Intervention de Claudine Lepage

Réunion du 30 mars 2015 à 21h30
Prostitution — Article 16

Photo de Claudine LepageClaudine Lepage :

L’article 16 ayant été supprimé par la commission spéciale, nous proposons de le rétablir tel qu’adopté par l’Assemblée nationale en première lecture.

Il s’agit donc de restaurer le quatrième pilier de la proposition de loi, à savoir la création d’une infraction de recours à la prostitution d’une personne majeure punie de la peine d’amende prévue pour les contraventions de cinquième classe. L’amendement tend également à punir la récidive contraventionnelle de ces faits, passible d’une amende de 3 750 euros. La progressivité de ce dispositif pénal vise à accompagner un changement sociétal en interdisant l’achat d’un acte sexuel, considéré comme une violence.
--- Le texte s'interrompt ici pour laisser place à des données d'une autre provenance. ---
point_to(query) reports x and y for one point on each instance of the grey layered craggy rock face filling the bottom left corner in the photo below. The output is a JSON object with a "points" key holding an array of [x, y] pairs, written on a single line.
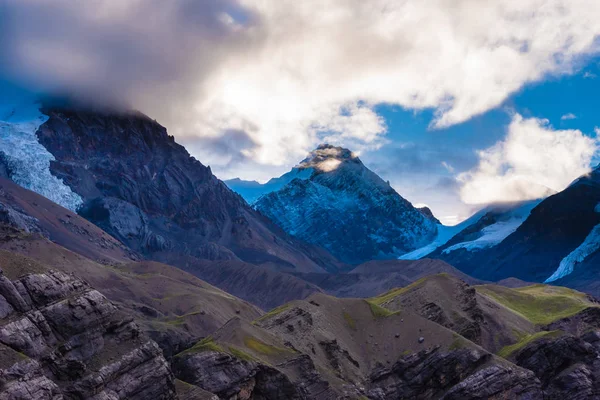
{"points": [[59, 338]]}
Cet article est indispensable à l’équilibre et à la cohérence du texte de loi. Il réaffirme clairement la position abolitionniste de la France et permet d’établir concrètement que nul n'est en droit d'exploiter la précarité et la vulnérabilité d’autrui ni de disposer de son corps pour lui imposer un acte sexuel contre rémunération.

La prostitution est un phénomène sexué qui contrevient au principe d’égalité entre les hommes et les femmes. En effet, si 85 % des 20 000 à 40 000 personnes prostituées en France sont des femmes, 99 % des clients sont des hommes. Dans les années 2000, les personnes prostituées étaient à 90 % de nationalité étrangère, alors que cette proportion n’était que de 20 % en 1990. Principalement originaires de Roumanie, de Bulgarie, du Nigeria, du Brésil et de Chine, ces personnes sont le plus souvent maintenues sous la coupe de réseaux de traite et de proxénétisme organisés et violents.

Les personnes prostituées sont victimes de violences particulièrement graves qui portent atteinte à leur intégrité physique et psychique, comme le démontrent les études réalisées sur ce sujet.

Ce constat heurte plusieurs principes fondamentaux de notre droit. En premier lieu, aux termes du préambule de la convention des Nations unies pour la répression de la traite des êtres humains et de l’exploitation de la prostitution d’autrui du 2 décembre 1949, ratifiée par la France le 19 novembre 1960, « la prostitution et le mal qui l’accompagne, à savoir la traite des êtres humains en vue de la prostitution, sont incompatibles avec la dignité et la valeur de la personne humaine et mettent en danger le bien-être de l’individu, de la famille et de la communauté ».

En Suède, où, en application de la loi du 4 juin 1998, modifiée par la loi du 12 mai 2011, l’achat d’actes sexuels est puni d’une amende et d’une peine d’emprisonnement, la prostitution de rue a été divisée par deux en dix ans.

Par ailleurs, rien n’indique que la prostitution dans des lieux fermés ait augmenté dans ce pays du fait de l’interdiction, ni que des personnes qui se prostituaient autrefois dans la rue se soient repliées dans des lieux fermés pour exercer cette activité. Il n’existe pas non plus de preuves de l’existence d’un lien entre la pénalisation de l’achat d’actes sexuels et la hausse des violences subies par les personnes prostituées, contrairement à ce qu’avancent certains opposants à la présente réforme.